Monday, October 3, 2011

Assume vs. presume

I always have to stop and think about which of these is the best word to use in a particular context. While the respective meanings of these words do overlap somewhat, there is, I think, still an important distinction to recognize.

The meaning of "assume" can best be kept in mind with the phrase, "assuming for the sake of argument." We make an assumption, and proceed from there with what flows from that assumption. When studying the proof of math theorems years ago I would often encounter the phrase, "It is intuitively obvious that" such-and-such is true. What the writer is saying here is that he is not going to be bothered with proving something that seems evident, but rather he is going to assume it is true and then go on from there. The rest of the proof depends on the truth of that assumption.

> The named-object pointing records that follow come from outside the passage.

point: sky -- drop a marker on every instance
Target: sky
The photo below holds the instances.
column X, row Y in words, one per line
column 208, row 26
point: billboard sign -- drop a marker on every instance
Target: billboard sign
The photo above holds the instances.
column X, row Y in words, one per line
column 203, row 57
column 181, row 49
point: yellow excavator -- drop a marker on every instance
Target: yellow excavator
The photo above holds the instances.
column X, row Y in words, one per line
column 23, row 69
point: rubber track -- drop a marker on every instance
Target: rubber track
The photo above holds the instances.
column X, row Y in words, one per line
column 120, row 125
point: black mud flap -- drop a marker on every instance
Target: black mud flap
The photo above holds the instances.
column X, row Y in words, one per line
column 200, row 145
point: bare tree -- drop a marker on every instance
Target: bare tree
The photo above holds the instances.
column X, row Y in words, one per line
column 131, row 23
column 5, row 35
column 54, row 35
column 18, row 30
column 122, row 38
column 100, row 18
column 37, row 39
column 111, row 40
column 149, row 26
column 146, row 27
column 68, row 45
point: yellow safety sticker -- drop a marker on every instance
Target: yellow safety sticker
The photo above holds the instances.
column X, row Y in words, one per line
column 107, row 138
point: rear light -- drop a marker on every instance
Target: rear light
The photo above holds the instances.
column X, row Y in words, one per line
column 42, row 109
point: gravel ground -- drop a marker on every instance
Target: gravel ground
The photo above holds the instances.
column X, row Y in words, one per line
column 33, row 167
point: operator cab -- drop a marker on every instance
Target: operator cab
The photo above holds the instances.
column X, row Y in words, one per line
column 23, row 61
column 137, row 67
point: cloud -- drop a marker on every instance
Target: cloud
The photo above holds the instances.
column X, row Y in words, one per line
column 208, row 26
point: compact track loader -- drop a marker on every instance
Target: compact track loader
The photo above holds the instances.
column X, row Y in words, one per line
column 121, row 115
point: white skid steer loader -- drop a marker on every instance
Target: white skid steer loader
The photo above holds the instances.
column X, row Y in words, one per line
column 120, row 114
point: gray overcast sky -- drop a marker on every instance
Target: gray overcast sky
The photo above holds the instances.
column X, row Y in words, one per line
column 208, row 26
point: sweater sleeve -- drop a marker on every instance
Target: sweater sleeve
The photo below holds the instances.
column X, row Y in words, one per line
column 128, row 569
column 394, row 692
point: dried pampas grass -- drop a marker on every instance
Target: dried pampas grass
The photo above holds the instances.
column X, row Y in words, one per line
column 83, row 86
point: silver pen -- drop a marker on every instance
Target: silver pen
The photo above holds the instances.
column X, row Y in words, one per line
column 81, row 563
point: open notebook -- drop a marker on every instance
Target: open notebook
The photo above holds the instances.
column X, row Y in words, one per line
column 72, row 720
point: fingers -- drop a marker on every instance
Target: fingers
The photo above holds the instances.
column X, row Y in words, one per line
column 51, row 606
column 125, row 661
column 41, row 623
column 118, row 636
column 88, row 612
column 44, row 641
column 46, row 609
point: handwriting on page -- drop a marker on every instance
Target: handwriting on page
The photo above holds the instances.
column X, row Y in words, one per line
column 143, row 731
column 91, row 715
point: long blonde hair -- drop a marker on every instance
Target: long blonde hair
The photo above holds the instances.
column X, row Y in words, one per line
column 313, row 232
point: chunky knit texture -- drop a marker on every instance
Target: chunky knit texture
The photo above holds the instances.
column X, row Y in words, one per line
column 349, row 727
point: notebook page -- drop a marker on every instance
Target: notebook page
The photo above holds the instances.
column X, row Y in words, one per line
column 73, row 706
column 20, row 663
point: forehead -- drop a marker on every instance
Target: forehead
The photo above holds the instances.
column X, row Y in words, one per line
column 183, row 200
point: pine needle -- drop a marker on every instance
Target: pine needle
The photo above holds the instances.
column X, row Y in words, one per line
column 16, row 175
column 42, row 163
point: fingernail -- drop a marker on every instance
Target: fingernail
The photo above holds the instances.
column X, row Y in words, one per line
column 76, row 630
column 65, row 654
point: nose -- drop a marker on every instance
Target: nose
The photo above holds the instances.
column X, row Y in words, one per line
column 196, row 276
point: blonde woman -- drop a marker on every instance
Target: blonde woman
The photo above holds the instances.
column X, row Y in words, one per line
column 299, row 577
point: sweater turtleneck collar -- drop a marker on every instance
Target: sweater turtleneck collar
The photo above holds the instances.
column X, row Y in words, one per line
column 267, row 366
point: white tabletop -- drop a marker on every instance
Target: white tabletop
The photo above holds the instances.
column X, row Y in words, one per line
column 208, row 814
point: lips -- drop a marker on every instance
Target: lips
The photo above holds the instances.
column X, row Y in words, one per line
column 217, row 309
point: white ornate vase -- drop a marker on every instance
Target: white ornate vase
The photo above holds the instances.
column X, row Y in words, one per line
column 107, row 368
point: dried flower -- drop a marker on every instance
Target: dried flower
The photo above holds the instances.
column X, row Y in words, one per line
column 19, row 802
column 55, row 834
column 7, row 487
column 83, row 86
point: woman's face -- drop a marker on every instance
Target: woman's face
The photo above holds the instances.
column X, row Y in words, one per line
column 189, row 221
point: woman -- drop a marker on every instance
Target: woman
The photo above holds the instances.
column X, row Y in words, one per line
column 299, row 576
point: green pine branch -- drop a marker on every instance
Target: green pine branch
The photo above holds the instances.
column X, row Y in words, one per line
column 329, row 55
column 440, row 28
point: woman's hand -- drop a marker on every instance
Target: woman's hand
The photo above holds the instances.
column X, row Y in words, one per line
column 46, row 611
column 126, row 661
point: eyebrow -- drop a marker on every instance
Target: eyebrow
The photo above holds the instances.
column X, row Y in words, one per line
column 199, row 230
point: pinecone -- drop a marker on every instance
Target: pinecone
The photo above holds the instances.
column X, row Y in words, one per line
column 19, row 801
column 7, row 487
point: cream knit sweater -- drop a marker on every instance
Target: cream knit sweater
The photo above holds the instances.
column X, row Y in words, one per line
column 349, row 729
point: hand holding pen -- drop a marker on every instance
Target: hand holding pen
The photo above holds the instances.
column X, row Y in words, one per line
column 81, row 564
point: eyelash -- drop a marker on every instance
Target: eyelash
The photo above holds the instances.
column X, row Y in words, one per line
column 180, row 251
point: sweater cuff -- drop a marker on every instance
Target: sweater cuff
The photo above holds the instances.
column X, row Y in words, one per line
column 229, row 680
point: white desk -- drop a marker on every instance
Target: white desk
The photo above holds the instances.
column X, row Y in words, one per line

"Presume" is a little harder to nail down. One thinks of the "presumption of innocence" in a criminal trial. This doesn't mean we think the defendant is actually innocent, but it means we presume he is until it is shown otherwise. My hunch is that people don't use "presume" as often as they should, and the reasons are understandable. It sounds a bit pretentious, and the related adjective, "presumptuous", has quite a negative connotation attached to it.

The inimitable Bill Bryson comments: "Assume, in the sense of 'to suppose', normally means to put forth a realistic hypothesis, something that can be taken as probable...Presume has more of an air of sticking one's neck out, of making an assertion that may be arguable or wrong."